Monsieur le ministre, je me réjouis d’entendre votre réponse à cette question.
La réponse du ministre :
Il y a beaucoup de ces pétitions qui circulent pour le moment.
Madame la députée, je vous remercie pour votre question, qui touche en effet à un sujet essentiel, celui de l’équilibre entre vie professionnelle et vie familiale, et plus particulièrement à la manière dont notre société accompagne les jeunes parents. Je veux d’abord rappeler que le congé parental, de même que le congé de maternité et le congé de naissance, constituent des instruments fondamentaux de notre politique de conciliation entre vie professionnelle et vie familiale. Ils traduisent une volonté de permettre à chaque parent de s’investir pleinement dans sa vie familiale, sans devoir renoncer à sa carrière professionnelle.

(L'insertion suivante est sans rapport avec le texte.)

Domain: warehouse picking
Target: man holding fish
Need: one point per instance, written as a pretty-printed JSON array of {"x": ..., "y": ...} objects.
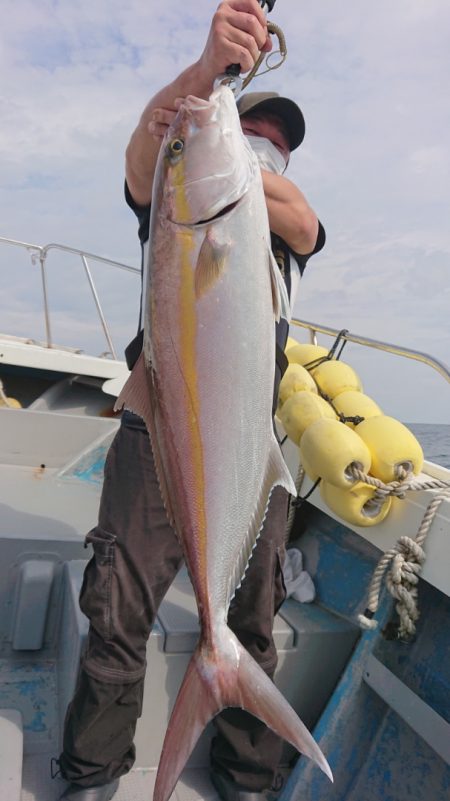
[{"x": 213, "y": 487}]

Comme le souligne l’accord de gouvernement, il est essentiel de permettre à chacun de mieux combiner vie professionnelle et vie privée, et de veiller à ce que les personnes qui souhaitent assumer des responsabilités familiales puissent en avoir la possibilité. L’accord de gouvernement prévoit en outre la mise en place d’un crédit familial, développé en concertation avec les partenaires sociaux. Un crédit familial simplifie les droits de congé pour ceux qui participent aux soins d’un enfant, et harmonise les différents systèmes afin qu’il n’y ait pas de distinction selon le statut de salarié, d’indépendant ou de fonctionnaire.
Chaque enfant reçoit à la naissance un sac à dos de droits de congé, dans lequel sont intégrés les congés existants liés à la naissance et aux soins ultérieurs de l’enfant. À cet effet, une enveloppe annuelle de 25 millions d’euros est déjà prévue au budget pluriannuel, afin de soutenir cette mesure. Dans le cadre des discussions relatives au budget initial 2026, ainsi qu’aux projections pluriannuelles 2027, 2028, 2029, 2030, un budget supplémentaire de 25 millions d’euros est octroyé à partir de 2028.

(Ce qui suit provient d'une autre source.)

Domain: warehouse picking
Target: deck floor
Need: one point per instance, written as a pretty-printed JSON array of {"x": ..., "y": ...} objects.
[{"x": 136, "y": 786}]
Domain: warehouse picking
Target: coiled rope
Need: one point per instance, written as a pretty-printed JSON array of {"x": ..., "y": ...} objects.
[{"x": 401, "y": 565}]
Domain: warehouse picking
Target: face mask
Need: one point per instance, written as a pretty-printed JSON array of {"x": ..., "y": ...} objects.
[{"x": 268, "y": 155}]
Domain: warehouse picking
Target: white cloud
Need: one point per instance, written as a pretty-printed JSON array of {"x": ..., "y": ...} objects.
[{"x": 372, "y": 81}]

Le gouvernement a décidé d’une introduction progressive du crédit familial, en utilisant dans une première phase le budget pour introduire une semaine supplémentaire au choix de repos, de maternité ou congé de naissance, à prendre par l’un des deux partenaires, quel que soit le statut professionnel. C’est donc une bonne nouvelle.
Par contre, madame la députée, à ce stade, le gouvernement n’envisage pas d’allonger la durée du congé parental à huit mois. Je souscris pleinement à l’ambition de renforcer l’accompagnement des jeunes parents, mais cette question doit aussi être examinée au regard de la trajectoire budgétaire de notre pays et des équilibres qu’il nous revient de préserver.
Ma réplique :
Monsieur le ministre, votre projet de sac-à-dos de congés est rejeté par tout le secteur qui suit les questions de petite enfance et de droits des familles. Dès lors, je vous enjoins vraiment à revoir ce projet et à rencontrer la Ligue des familles et son homologue flamand afin d’élaborer une réforme qui réponde aux recommandations à des fins d’amélioration que vous ont remises ces secteurs qui connaissent pertinemment bien les besoins des familles. Ce serait une erreur de persister à vous entêter avec ce projet qui va provoquer des tensions familiales et des formes de violence dans les discussions visant la répartition des congés. Il est encore temps de revoir votre copie.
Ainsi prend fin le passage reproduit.